A couple of Fridays ago, as we were strolling along, we noticed that there was an unfamiliar, dirty-looking film on the top of the water. We didn’t remember the lake ever looking like that, and we were trying to figure out what was different, or what might have caused that film to appear. What we soon realized was that the fountains that are usually bursting with life were still turned off after the mass power outage around the city. The water was stagnant. There was no movement. There was no life. Lake Ella had turned into a body of water that was dying, that was starting to rot. It definitely did not look like something we would have wanted to dive into or be refreshed by. It was rather unappealing, to say the least.
In their absence, I realized the importance and the need for the fountains.
Fountains create movement.
Fountains bring air and life and breath.
They refresh. They revive. They renew.
Fountains are important for our faith, too. It’s so easy for our faith to become like that lifeless water – stagnant, boring, routine. It becomes okay to just go through the motions. An icky film slowly starts to develop and it suffocates our faith, so that it’s something we have no desire to dive into, to explore, to cultivate.
“How precious is your steadfast love, O God! All people may take refuge in the shadow of your wings. They feast on the abundance of your house, and you give them drink from the river of your delights.
For with you is the fountain of life; in your light we see light.”

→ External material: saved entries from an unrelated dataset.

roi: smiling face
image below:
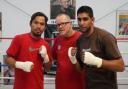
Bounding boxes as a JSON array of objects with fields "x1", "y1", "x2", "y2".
[
  {"x1": 30, "y1": 16, "x2": 46, "y2": 37},
  {"x1": 55, "y1": 14, "x2": 73, "y2": 37}
]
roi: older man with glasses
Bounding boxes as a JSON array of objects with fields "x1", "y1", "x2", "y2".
[{"x1": 52, "y1": 13, "x2": 85, "y2": 89}]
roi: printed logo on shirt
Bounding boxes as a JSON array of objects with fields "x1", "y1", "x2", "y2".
[
  {"x1": 29, "y1": 46, "x2": 39, "y2": 52},
  {"x1": 82, "y1": 48, "x2": 91, "y2": 52},
  {"x1": 58, "y1": 45, "x2": 61, "y2": 50}
]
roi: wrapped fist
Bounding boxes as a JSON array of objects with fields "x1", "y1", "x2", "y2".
[
  {"x1": 39, "y1": 45, "x2": 49, "y2": 63},
  {"x1": 83, "y1": 52, "x2": 102, "y2": 68},
  {"x1": 68, "y1": 47, "x2": 77, "y2": 64},
  {"x1": 15, "y1": 61, "x2": 34, "y2": 72}
]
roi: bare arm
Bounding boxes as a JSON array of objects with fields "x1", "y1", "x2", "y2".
[
  {"x1": 69, "y1": 47, "x2": 125, "y2": 72},
  {"x1": 102, "y1": 58, "x2": 125, "y2": 72},
  {"x1": 39, "y1": 45, "x2": 52, "y2": 72},
  {"x1": 44, "y1": 61, "x2": 52, "y2": 72},
  {"x1": 5, "y1": 56, "x2": 16, "y2": 68},
  {"x1": 74, "y1": 62, "x2": 84, "y2": 72},
  {"x1": 5, "y1": 56, "x2": 34, "y2": 72},
  {"x1": 68, "y1": 47, "x2": 84, "y2": 72},
  {"x1": 84, "y1": 52, "x2": 125, "y2": 72}
]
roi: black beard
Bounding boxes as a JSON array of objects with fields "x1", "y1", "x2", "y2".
[
  {"x1": 80, "y1": 27, "x2": 90, "y2": 34},
  {"x1": 32, "y1": 32, "x2": 41, "y2": 37}
]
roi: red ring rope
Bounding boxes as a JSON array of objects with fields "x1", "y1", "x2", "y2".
[{"x1": 0, "y1": 37, "x2": 55, "y2": 40}]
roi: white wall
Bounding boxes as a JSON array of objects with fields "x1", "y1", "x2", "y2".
[{"x1": 0, "y1": 0, "x2": 128, "y2": 64}]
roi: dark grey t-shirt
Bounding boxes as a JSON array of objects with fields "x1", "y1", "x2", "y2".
[{"x1": 76, "y1": 27, "x2": 121, "y2": 89}]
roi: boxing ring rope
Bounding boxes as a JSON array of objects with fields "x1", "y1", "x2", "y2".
[
  {"x1": 0, "y1": 77, "x2": 55, "y2": 80},
  {"x1": 0, "y1": 37, "x2": 55, "y2": 40},
  {"x1": 1, "y1": 37, "x2": 128, "y2": 53},
  {"x1": 0, "y1": 37, "x2": 128, "y2": 85}
]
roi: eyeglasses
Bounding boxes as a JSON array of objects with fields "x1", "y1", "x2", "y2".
[
  {"x1": 77, "y1": 17, "x2": 90, "y2": 21},
  {"x1": 56, "y1": 22, "x2": 70, "y2": 28}
]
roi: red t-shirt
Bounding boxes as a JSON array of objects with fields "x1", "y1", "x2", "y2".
[
  {"x1": 6, "y1": 33, "x2": 52, "y2": 89},
  {"x1": 53, "y1": 31, "x2": 86, "y2": 89}
]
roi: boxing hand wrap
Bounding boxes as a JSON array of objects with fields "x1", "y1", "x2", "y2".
[
  {"x1": 68, "y1": 47, "x2": 77, "y2": 64},
  {"x1": 15, "y1": 61, "x2": 34, "y2": 72},
  {"x1": 84, "y1": 52, "x2": 102, "y2": 68},
  {"x1": 39, "y1": 45, "x2": 49, "y2": 63}
]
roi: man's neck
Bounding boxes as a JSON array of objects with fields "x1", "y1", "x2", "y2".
[
  {"x1": 30, "y1": 33, "x2": 41, "y2": 40},
  {"x1": 84, "y1": 26, "x2": 94, "y2": 37},
  {"x1": 65, "y1": 29, "x2": 75, "y2": 37}
]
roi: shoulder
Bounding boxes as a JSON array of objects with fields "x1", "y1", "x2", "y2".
[
  {"x1": 53, "y1": 36, "x2": 65, "y2": 45},
  {"x1": 13, "y1": 33, "x2": 29, "y2": 41},
  {"x1": 73, "y1": 31, "x2": 81, "y2": 38},
  {"x1": 40, "y1": 38, "x2": 48, "y2": 44},
  {"x1": 95, "y1": 27, "x2": 115, "y2": 39},
  {"x1": 55, "y1": 35, "x2": 63, "y2": 40},
  {"x1": 75, "y1": 31, "x2": 81, "y2": 35},
  {"x1": 14, "y1": 33, "x2": 29, "y2": 38},
  {"x1": 54, "y1": 36, "x2": 61, "y2": 42},
  {"x1": 95, "y1": 27, "x2": 117, "y2": 43}
]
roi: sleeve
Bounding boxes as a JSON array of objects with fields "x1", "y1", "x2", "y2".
[
  {"x1": 102, "y1": 34, "x2": 122, "y2": 59},
  {"x1": 6, "y1": 35, "x2": 21, "y2": 57}
]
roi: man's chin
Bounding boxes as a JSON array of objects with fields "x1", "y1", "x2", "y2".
[
  {"x1": 33, "y1": 33, "x2": 41, "y2": 37},
  {"x1": 80, "y1": 29, "x2": 87, "y2": 33},
  {"x1": 80, "y1": 30, "x2": 86, "y2": 33},
  {"x1": 80, "y1": 28, "x2": 90, "y2": 33},
  {"x1": 59, "y1": 33, "x2": 64, "y2": 36}
]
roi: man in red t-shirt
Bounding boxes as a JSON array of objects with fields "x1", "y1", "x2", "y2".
[
  {"x1": 52, "y1": 13, "x2": 85, "y2": 89},
  {"x1": 5, "y1": 12, "x2": 52, "y2": 89}
]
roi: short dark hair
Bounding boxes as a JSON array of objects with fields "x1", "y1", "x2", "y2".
[
  {"x1": 30, "y1": 12, "x2": 48, "y2": 25},
  {"x1": 77, "y1": 6, "x2": 93, "y2": 18}
]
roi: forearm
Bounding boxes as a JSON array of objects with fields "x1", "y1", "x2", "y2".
[
  {"x1": 74, "y1": 62, "x2": 83, "y2": 72},
  {"x1": 44, "y1": 61, "x2": 52, "y2": 72},
  {"x1": 5, "y1": 56, "x2": 16, "y2": 68},
  {"x1": 102, "y1": 58, "x2": 125, "y2": 72},
  {"x1": 5, "y1": 56, "x2": 33, "y2": 72},
  {"x1": 83, "y1": 52, "x2": 125, "y2": 72},
  {"x1": 39, "y1": 45, "x2": 50, "y2": 63}
]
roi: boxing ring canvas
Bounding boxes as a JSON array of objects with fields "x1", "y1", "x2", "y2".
[{"x1": 116, "y1": 10, "x2": 128, "y2": 41}]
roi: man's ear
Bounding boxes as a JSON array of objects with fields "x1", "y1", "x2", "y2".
[
  {"x1": 45, "y1": 24, "x2": 48, "y2": 30},
  {"x1": 92, "y1": 17, "x2": 95, "y2": 23}
]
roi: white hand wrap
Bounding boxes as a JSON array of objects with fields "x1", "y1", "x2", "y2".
[
  {"x1": 84, "y1": 52, "x2": 102, "y2": 68},
  {"x1": 15, "y1": 61, "x2": 34, "y2": 72},
  {"x1": 68, "y1": 47, "x2": 77, "y2": 64},
  {"x1": 39, "y1": 45, "x2": 49, "y2": 63}
]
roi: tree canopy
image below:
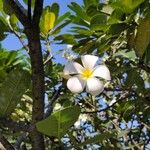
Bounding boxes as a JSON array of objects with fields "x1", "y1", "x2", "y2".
[{"x1": 0, "y1": 0, "x2": 150, "y2": 149}]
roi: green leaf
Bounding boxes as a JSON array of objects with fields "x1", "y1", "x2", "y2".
[
  {"x1": 10, "y1": 14, "x2": 18, "y2": 26},
  {"x1": 51, "y1": 20, "x2": 71, "y2": 35},
  {"x1": 134, "y1": 16, "x2": 150, "y2": 57},
  {"x1": 90, "y1": 14, "x2": 108, "y2": 31},
  {"x1": 0, "y1": 16, "x2": 9, "y2": 41},
  {"x1": 125, "y1": 69, "x2": 144, "y2": 91},
  {"x1": 2, "y1": 0, "x2": 13, "y2": 14},
  {"x1": 0, "y1": 69, "x2": 30, "y2": 116},
  {"x1": 73, "y1": 39, "x2": 95, "y2": 54},
  {"x1": 78, "y1": 131, "x2": 116, "y2": 146},
  {"x1": 111, "y1": 0, "x2": 145, "y2": 14},
  {"x1": 96, "y1": 35, "x2": 112, "y2": 54},
  {"x1": 113, "y1": 49, "x2": 137, "y2": 62},
  {"x1": 108, "y1": 23, "x2": 127, "y2": 35},
  {"x1": 68, "y1": 2, "x2": 90, "y2": 22},
  {"x1": 51, "y1": 3, "x2": 59, "y2": 20},
  {"x1": 0, "y1": 0, "x2": 3, "y2": 11},
  {"x1": 71, "y1": 27, "x2": 93, "y2": 36},
  {"x1": 86, "y1": 4, "x2": 101, "y2": 17},
  {"x1": 143, "y1": 43, "x2": 150, "y2": 64},
  {"x1": 5, "y1": 51, "x2": 18, "y2": 66},
  {"x1": 54, "y1": 34, "x2": 76, "y2": 44},
  {"x1": 40, "y1": 7, "x2": 56, "y2": 34},
  {"x1": 55, "y1": 12, "x2": 70, "y2": 26},
  {"x1": 108, "y1": 9, "x2": 125, "y2": 24},
  {"x1": 0, "y1": 16, "x2": 9, "y2": 31},
  {"x1": 70, "y1": 15, "x2": 90, "y2": 28},
  {"x1": 83, "y1": 0, "x2": 99, "y2": 8},
  {"x1": 36, "y1": 106, "x2": 81, "y2": 139}
]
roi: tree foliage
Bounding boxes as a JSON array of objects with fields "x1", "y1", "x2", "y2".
[{"x1": 0, "y1": 0, "x2": 150, "y2": 149}]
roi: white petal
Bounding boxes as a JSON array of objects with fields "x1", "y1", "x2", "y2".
[
  {"x1": 67, "y1": 76, "x2": 86, "y2": 93},
  {"x1": 93, "y1": 65, "x2": 111, "y2": 80},
  {"x1": 81, "y1": 55, "x2": 99, "y2": 69},
  {"x1": 86, "y1": 77, "x2": 104, "y2": 96},
  {"x1": 63, "y1": 62, "x2": 84, "y2": 75}
]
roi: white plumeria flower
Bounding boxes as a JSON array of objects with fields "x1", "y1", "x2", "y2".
[{"x1": 63, "y1": 55, "x2": 111, "y2": 96}]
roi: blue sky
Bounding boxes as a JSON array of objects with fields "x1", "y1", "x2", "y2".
[{"x1": 1, "y1": 0, "x2": 83, "y2": 63}]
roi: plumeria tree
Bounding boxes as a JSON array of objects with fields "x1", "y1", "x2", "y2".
[{"x1": 0, "y1": 0, "x2": 150, "y2": 149}]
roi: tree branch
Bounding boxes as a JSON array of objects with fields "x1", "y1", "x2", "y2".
[
  {"x1": 28, "y1": 0, "x2": 31, "y2": 21},
  {"x1": 5, "y1": 0, "x2": 30, "y2": 28},
  {"x1": 82, "y1": 93, "x2": 133, "y2": 114},
  {"x1": 33, "y1": 0, "x2": 44, "y2": 26},
  {"x1": 45, "y1": 86, "x2": 62, "y2": 118},
  {"x1": 0, "y1": 134, "x2": 15, "y2": 150},
  {"x1": 25, "y1": 1, "x2": 45, "y2": 149},
  {"x1": 6, "y1": 0, "x2": 45, "y2": 149},
  {"x1": 0, "y1": 118, "x2": 30, "y2": 132}
]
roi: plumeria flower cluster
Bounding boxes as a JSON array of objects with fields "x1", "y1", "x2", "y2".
[{"x1": 63, "y1": 55, "x2": 111, "y2": 96}]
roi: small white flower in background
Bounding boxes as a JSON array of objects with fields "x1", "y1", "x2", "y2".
[
  {"x1": 109, "y1": 98, "x2": 116, "y2": 106},
  {"x1": 74, "y1": 114, "x2": 89, "y2": 128},
  {"x1": 53, "y1": 103, "x2": 61, "y2": 111},
  {"x1": 62, "y1": 45, "x2": 76, "y2": 61},
  {"x1": 66, "y1": 44, "x2": 73, "y2": 49},
  {"x1": 63, "y1": 55, "x2": 111, "y2": 96}
]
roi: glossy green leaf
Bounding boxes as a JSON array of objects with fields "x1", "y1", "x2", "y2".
[
  {"x1": 55, "y1": 12, "x2": 70, "y2": 26},
  {"x1": 114, "y1": 49, "x2": 137, "y2": 62},
  {"x1": 36, "y1": 106, "x2": 81, "y2": 139},
  {"x1": 90, "y1": 14, "x2": 108, "y2": 31},
  {"x1": 0, "y1": 69, "x2": 30, "y2": 116},
  {"x1": 108, "y1": 9, "x2": 125, "y2": 24},
  {"x1": 0, "y1": 0, "x2": 3, "y2": 10},
  {"x1": 51, "y1": 20, "x2": 71, "y2": 35},
  {"x1": 135, "y1": 16, "x2": 150, "y2": 57},
  {"x1": 125, "y1": 69, "x2": 144, "y2": 91},
  {"x1": 73, "y1": 39, "x2": 95, "y2": 54},
  {"x1": 111, "y1": 0, "x2": 145, "y2": 14},
  {"x1": 71, "y1": 27, "x2": 93, "y2": 36},
  {"x1": 143, "y1": 43, "x2": 150, "y2": 64},
  {"x1": 83, "y1": 0, "x2": 99, "y2": 8},
  {"x1": 70, "y1": 15, "x2": 90, "y2": 27},
  {"x1": 96, "y1": 35, "x2": 112, "y2": 54},
  {"x1": 2, "y1": 0, "x2": 13, "y2": 14},
  {"x1": 10, "y1": 14, "x2": 18, "y2": 26},
  {"x1": 86, "y1": 4, "x2": 101, "y2": 17},
  {"x1": 108, "y1": 23, "x2": 127, "y2": 35},
  {"x1": 54, "y1": 34, "x2": 76, "y2": 44},
  {"x1": 0, "y1": 16, "x2": 9, "y2": 41},
  {"x1": 51, "y1": 3, "x2": 59, "y2": 20},
  {"x1": 68, "y1": 2, "x2": 90, "y2": 21}
]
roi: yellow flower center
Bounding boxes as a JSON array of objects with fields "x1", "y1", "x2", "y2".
[{"x1": 81, "y1": 68, "x2": 93, "y2": 79}]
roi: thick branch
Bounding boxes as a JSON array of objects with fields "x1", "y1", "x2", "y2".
[
  {"x1": 0, "y1": 118, "x2": 30, "y2": 132},
  {"x1": 6, "y1": 0, "x2": 45, "y2": 149},
  {"x1": 26, "y1": 29, "x2": 45, "y2": 149},
  {"x1": 5, "y1": 0, "x2": 30, "y2": 27},
  {"x1": 25, "y1": 0, "x2": 45, "y2": 148},
  {"x1": 33, "y1": 0, "x2": 44, "y2": 26},
  {"x1": 45, "y1": 86, "x2": 62, "y2": 118}
]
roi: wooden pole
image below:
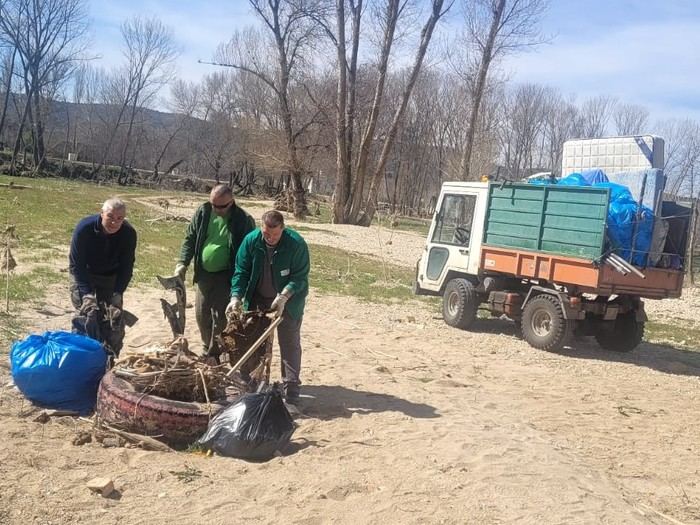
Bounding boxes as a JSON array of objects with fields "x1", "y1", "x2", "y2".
[
  {"x1": 4, "y1": 240, "x2": 9, "y2": 313},
  {"x1": 689, "y1": 199, "x2": 697, "y2": 285}
]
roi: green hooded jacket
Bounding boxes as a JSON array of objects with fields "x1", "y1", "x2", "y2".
[
  {"x1": 177, "y1": 202, "x2": 255, "y2": 284},
  {"x1": 230, "y1": 227, "x2": 310, "y2": 320}
]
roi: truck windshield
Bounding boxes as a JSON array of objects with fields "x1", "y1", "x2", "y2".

I’m finding that it is so important to identify my fountains – to name them. For me, Lake Ella is a fountain - it’s a place for me to breathe deep and slow down. Authentic relationships are a fountain – they are a reminder that I’m not alone is this crazy thing called life. Writing is a fountain – it allows me to think and reflect and process things. Speaking is a fountain – it’s when I feel most passionate about what I believe. Scripture and prayer are fountains – they reveal a little bit more about who God is and help me feel close.
What are your fountains? What creates life and movement in your faith? What connects you to the abundant life Christ intended for us?